Love Actually


LOVE ACTUALLY came out in 2003, and in the years since has become a Christmas fave for many. Costing upwards of $40,000,000, producers and studio initially worried they’d miscued, with a mediocre U.S. gross of $59,696,000 just tagging 49th place. But the total global take moved that up to a whopping $244,932,000, 14th worldwide, signalling acceptance of a winning cast in one of the best written, most satisfying comedies of the year. *


Ten separate stories cross-link a host of engaging characters dealing with the agony & ecstasy of that essential element that, for the vast majority of us, can make the rest of the circus worth the admission price, or at least intermittently bearable. Cast, script and connections all click. One audience-pleaser that could actually stimulate post-viewing frolic.


Directed & written by Richard Curtis, who nailed his first go at the former and added luster to the latter, as he’d been the script wizard behind Four Weddings And A Funeral, Notting Hill and Bridget Jones’ Diary. **


Whenever I get gloomy with the state of the world, I think about the arrivals gate at Heathrow Airport. General opinion’s starting to make out that we live in a world of hatred and greed, but I don’t see that. It seems to me that love is everywhere. Often, it’s not particularly dignified or newsworthy, but it’s always there – fathers and sons, mothers and daughters, husbands and wives, boyfriends, girlfriends, old friends. When the planes hit the Twin Towers, as far as I know, none of the phone calls from the people on board were messages of hate or revenge – they were all messages of love. If you look for it, I’ve got a sneaky feeling you’ll find that love actually is all around.”


Wonderful cast: Hugh Grant, Liam Neeson, Bill Nighy, Colin Firth, Laura Linney, Emma Thompson, Martine McCutcheon, Heike McKatsch, Andrew Lincoln, Keira Knightley, Kris Marshall, Thomas Sangster, Lúcia Moniz, Gregor Fisher, Martin Freeman, Joanna Page, Billy Bob Thornton, Rodrigo Santoro, Chiwetel Ejiofor, Rowan Atkinson, January Jones, and spot-on cameos from Denise Richards and Claudia Schiffer. Excellent soundtrack of pop tunes. 136 savory minutes.


* Most of 2003’s rather paltry selection of comedies were lackluster, but the sharp ones that have held their edge include The Station Agent, School Of Rock, Under The Tuscan Sun, Lost In Translation and A Mighty Wind.
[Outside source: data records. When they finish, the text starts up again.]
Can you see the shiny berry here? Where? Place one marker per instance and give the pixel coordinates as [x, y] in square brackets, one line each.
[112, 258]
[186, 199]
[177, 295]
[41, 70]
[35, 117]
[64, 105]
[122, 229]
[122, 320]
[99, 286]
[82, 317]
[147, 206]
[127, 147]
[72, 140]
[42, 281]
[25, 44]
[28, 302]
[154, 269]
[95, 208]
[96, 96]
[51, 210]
** Richard Curtis: “If you write a story about a soldier going AWOL and kidnapping a pregnant woman and finally shooting her in the head, it’s called searingly realistic, even though it’s never happened in the history of mankind. Whereas if you write about two people falling in love, which happens about a million times a day all over the world, for some reason or another, you’re accused of writing something unrealistic and sentimental.”